Deep Neural Networks for Ultrasound Beamforming.

We investigate the use of deep neural networks (DNNs) for suppressing off-axis scattering in ultrasound channel data. Our implementation operates in the frequency domain via the short-time Fourier transform. The inputs to the DNN consisted of the separated real and imaginary components (i.e. in-phase and quadrature components) observed across the aperture of the array, at a single frequency and for a single depth. Different networks were trained for different frequencies. The output had the same structure as the input and the real and imaginary components were combined as complex data before an inverse short-time Fourier transform was used to reconstruct channel data. Using simulation, physical phantom experiment, and in vivo scans from a human liver, we compared this DNN approach to standard delay-and-sum (DAS) beamforming and an adaptive imaging technique that uses the coherence factor.

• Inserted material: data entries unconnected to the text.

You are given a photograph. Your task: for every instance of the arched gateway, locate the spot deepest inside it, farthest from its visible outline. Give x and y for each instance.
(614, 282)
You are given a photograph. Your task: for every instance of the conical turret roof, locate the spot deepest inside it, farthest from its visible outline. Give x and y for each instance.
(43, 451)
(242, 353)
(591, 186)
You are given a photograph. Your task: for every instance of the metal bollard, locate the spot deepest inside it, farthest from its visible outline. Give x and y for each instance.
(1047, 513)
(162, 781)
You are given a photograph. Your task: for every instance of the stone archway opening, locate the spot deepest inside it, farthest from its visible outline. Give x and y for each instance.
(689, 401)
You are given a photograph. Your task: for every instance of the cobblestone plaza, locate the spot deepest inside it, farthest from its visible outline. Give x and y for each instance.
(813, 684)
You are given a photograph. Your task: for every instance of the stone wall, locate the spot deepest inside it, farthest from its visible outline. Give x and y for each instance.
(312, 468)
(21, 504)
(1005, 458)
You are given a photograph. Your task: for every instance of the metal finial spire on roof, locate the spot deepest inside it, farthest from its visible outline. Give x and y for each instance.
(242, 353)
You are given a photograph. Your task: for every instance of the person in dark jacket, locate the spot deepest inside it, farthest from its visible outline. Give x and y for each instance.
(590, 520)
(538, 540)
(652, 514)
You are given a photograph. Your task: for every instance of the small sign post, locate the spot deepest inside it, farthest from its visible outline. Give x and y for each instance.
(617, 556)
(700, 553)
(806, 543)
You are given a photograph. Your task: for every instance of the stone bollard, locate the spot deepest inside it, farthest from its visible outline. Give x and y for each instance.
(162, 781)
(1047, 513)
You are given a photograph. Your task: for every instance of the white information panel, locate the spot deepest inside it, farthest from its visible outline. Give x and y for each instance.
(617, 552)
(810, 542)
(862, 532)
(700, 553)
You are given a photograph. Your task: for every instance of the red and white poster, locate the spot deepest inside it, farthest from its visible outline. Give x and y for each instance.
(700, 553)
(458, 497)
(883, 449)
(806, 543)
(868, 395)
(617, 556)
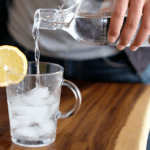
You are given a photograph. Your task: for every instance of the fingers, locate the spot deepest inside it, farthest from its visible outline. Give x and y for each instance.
(144, 30)
(131, 24)
(117, 19)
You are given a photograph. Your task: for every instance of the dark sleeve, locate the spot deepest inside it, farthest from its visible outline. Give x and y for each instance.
(4, 18)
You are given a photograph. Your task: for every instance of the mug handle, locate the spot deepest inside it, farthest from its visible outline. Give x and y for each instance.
(77, 94)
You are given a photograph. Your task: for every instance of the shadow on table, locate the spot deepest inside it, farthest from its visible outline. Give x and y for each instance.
(49, 147)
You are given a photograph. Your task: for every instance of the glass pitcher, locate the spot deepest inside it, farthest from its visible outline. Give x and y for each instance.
(87, 21)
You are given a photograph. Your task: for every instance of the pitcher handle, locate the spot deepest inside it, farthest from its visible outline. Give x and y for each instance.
(77, 94)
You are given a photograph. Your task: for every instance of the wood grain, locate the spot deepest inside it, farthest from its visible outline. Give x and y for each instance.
(104, 113)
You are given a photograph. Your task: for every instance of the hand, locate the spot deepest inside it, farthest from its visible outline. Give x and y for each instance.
(136, 8)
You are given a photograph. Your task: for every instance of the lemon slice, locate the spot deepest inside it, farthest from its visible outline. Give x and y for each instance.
(13, 65)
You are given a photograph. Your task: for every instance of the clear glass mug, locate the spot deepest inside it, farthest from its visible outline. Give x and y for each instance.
(34, 109)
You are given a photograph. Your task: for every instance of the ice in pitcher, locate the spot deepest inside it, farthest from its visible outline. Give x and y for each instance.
(33, 115)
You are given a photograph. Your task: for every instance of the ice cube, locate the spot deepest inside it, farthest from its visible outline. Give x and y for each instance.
(14, 123)
(40, 114)
(27, 132)
(20, 109)
(23, 120)
(53, 109)
(49, 127)
(38, 96)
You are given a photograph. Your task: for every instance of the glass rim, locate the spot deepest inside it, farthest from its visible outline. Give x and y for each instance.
(44, 74)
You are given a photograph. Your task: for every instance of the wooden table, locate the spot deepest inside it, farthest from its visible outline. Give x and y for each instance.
(113, 116)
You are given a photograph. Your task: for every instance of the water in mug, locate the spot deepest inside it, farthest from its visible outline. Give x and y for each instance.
(32, 115)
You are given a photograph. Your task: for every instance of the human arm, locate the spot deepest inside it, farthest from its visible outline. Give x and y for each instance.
(136, 8)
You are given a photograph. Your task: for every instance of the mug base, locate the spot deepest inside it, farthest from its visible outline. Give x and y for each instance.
(39, 143)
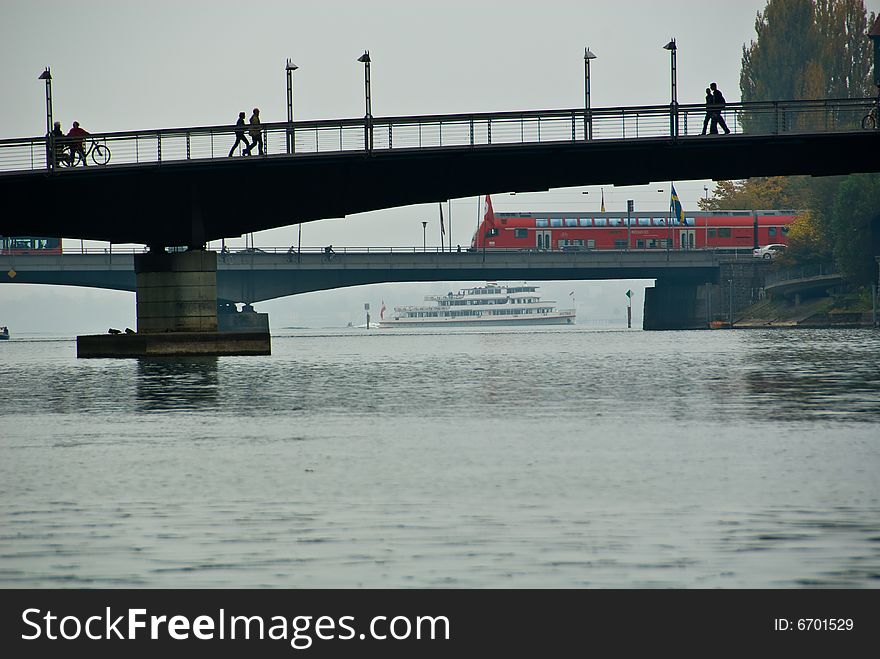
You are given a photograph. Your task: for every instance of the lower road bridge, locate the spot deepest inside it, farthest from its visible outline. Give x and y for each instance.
(687, 281)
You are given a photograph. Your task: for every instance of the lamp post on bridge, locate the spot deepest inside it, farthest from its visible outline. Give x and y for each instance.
(50, 145)
(368, 117)
(673, 106)
(588, 120)
(290, 68)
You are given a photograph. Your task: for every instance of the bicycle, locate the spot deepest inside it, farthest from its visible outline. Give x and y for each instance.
(100, 154)
(871, 120)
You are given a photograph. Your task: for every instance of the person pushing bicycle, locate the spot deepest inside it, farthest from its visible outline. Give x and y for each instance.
(77, 144)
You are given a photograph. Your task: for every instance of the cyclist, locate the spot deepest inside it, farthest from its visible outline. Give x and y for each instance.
(76, 144)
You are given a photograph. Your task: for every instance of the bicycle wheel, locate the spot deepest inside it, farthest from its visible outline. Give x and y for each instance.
(100, 154)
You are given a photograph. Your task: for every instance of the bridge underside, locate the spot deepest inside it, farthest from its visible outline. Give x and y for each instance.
(191, 202)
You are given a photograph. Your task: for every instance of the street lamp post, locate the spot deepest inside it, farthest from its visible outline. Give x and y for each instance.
(673, 106)
(290, 68)
(588, 122)
(368, 117)
(50, 146)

For a simulated point target, the side lobes when using the DNN approach were about 60 dB below those of standard DAS. For a simulated anechoic cyst, the DNN approach improved contrast ratio (CR) and contrast-to-noise (CNR) ratio by 8.8 dB and 0.3 dB, respectively, compared with DAS. For an anechoic cyst in a physical phantom, the DNN approach improved CR and CNR by 17.1 dB and 0.7 dB, respectively. For two in vivo scans, the DNN approach improved CR and CNR by 13.8 dB and 9.7 dB, respectively. We also explored methods for examining how the networks in this paper function.